The Internet, gay sex and the surgeon general nominee: A new litmus test?

July 24, 2007

Surgeon general appointees are often controversial, usually for reasons having to do with sex. Conservatives fumed when C. Everett Koop praised the virtues of the condom and when Jocelyn Elders extolled the virtues of masturbation.

Now it’s the left that’s in a tizzy. President Bush has nominated James Holsinger, former health secretary in Kentucky and ex-chancellor of the University of Kentucky’s medical center. It’s not a surprising nomination for Bush: Holsinger is a medical doctor with some conservative credentials and a retired general in the army reserve, and he is on record as an opponent of gay sex.

But he has also advocated expanding stem cell research and pushed for higher taxes on tobacco in a major leaf-growing state, and he organized a conference on lesbian health in 2002, despite conservative political opposition. The White House stated that Holsinger’s immediate goal would be to educate the public about the epidemic of obesity among children—a worthy goal from either side of the political aisle.

In ecclesial circles, Holsinger is known as president of the United Methodist Church’s supreme court, the Judicial Council, which has been in the news ever since a slight majority of the council voted against reinstating a defrocked lesbian pastor to her church in Philadelphia in 2004. Last year conservatives on the council supported a Virginia pastor’s authority to decide that a gay man couldn’t be received into his church. These positions mark Holsinger as a conservative but not as a fanatic: his vote to uphold the stance against the blessing of same-sex relationships reflects the present state of the question in the church’s legislative body. He has been a “strict constructionist,” in other words.

Initial Associated Press reports of his nomination included factual errors: he was said to have helped found Hope Springs Community Church in Lexington, when in reality he is just a member. The Nation called him “a Bible-thumping reverend” (he’s not ordained) and proclaimed him the “founder” of his congregation. Such mistakes matter. Critics allude to his church’s “ex-gay ministry,” others call it a broader “healing ministry.”

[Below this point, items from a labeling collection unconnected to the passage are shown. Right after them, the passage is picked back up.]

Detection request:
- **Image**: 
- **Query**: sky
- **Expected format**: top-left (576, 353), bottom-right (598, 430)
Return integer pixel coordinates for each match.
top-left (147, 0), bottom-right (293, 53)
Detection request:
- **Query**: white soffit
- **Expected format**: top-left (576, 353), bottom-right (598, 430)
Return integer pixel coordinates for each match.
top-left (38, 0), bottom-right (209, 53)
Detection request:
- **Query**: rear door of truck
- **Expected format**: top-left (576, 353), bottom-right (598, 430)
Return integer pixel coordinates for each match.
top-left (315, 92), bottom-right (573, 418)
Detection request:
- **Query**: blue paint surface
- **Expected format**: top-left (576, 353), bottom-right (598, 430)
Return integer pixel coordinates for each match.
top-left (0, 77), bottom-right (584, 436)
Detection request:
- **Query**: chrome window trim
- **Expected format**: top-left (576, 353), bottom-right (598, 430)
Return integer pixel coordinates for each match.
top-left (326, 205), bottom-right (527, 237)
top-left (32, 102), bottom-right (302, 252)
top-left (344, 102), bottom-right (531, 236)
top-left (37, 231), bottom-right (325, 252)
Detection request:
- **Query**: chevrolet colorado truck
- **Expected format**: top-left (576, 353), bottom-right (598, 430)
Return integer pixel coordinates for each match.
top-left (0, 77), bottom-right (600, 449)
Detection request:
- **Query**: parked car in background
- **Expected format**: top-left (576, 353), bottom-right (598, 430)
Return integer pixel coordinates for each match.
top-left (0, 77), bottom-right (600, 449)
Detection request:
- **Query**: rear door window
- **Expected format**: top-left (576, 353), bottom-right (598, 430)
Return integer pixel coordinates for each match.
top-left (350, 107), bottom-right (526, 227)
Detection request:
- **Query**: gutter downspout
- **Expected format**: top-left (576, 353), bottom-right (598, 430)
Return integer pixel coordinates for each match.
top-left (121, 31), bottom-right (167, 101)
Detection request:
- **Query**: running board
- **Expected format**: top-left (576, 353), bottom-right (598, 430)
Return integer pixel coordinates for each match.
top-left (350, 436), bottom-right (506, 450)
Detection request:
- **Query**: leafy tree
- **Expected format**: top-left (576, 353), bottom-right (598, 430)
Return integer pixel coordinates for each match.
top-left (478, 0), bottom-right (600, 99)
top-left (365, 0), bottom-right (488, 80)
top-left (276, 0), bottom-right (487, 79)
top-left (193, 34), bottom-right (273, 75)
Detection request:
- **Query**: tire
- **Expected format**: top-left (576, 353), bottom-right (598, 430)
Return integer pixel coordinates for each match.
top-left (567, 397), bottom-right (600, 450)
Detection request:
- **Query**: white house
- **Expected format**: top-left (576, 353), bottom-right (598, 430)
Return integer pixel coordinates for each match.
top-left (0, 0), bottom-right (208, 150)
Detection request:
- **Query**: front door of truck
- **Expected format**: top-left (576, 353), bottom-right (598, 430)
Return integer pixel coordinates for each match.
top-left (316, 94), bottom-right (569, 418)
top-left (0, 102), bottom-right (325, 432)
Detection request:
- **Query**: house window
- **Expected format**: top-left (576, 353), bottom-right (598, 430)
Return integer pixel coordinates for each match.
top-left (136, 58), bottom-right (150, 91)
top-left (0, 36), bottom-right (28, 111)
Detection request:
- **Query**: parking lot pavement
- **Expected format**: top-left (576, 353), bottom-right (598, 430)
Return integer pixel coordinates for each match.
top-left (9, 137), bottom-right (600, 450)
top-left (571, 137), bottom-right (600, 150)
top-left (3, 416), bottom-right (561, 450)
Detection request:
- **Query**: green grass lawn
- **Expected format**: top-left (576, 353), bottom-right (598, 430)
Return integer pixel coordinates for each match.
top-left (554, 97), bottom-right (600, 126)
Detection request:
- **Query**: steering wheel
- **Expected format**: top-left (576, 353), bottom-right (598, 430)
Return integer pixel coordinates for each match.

The AP quoted opponents of the nomination who said Holsinger has “a pretty clear bias” against gays and lesbians, and “rejects science and promotes ideology.” His writings on homosexuality make up “one twisted piece of work.” The story included a few timid defenses of Holsinger from medical colleagues who suggested that he’s nicer and more professional than his opponents say he is. Unfortunately, Holsinger declined to comment.

The attacks in the blogosphere were much worse. Web sites insinuated that Holsinger was behind the murder of six patients in a Chicago veterans hospital. Buzzflash.com reported that he embezzled $20 million from the Kentucky Annual Conference of the UMC (if that conference has $20 million to embezzle, then I’m joining it). This sort of smear makes many question the value of the democratizing effect of the Internet—it may only be unleashing ethics-free hacks.

There may be good reason to oppose Holsinger, including his part in a 1991 report to the church that went on at length about the dangers of anal sex. That was a common conservative argument then and is still widely held now, even if its supporters keep their heads down in public. In retrospect, it looks like a case of a medical doctor throwing his professional weight around to keep the church’s conservative position entrenched. He will have to answer whether that is still his position on the matter.

Holsinger will get a thorough working over. But his position on homosexuality is still congruent with the bulk of the mainline denominations in America. Opposition to him looks remarkably like the imposition of a religious litmus test on a political candidate: go against your church on the gay issue, or say goodbye to any political future.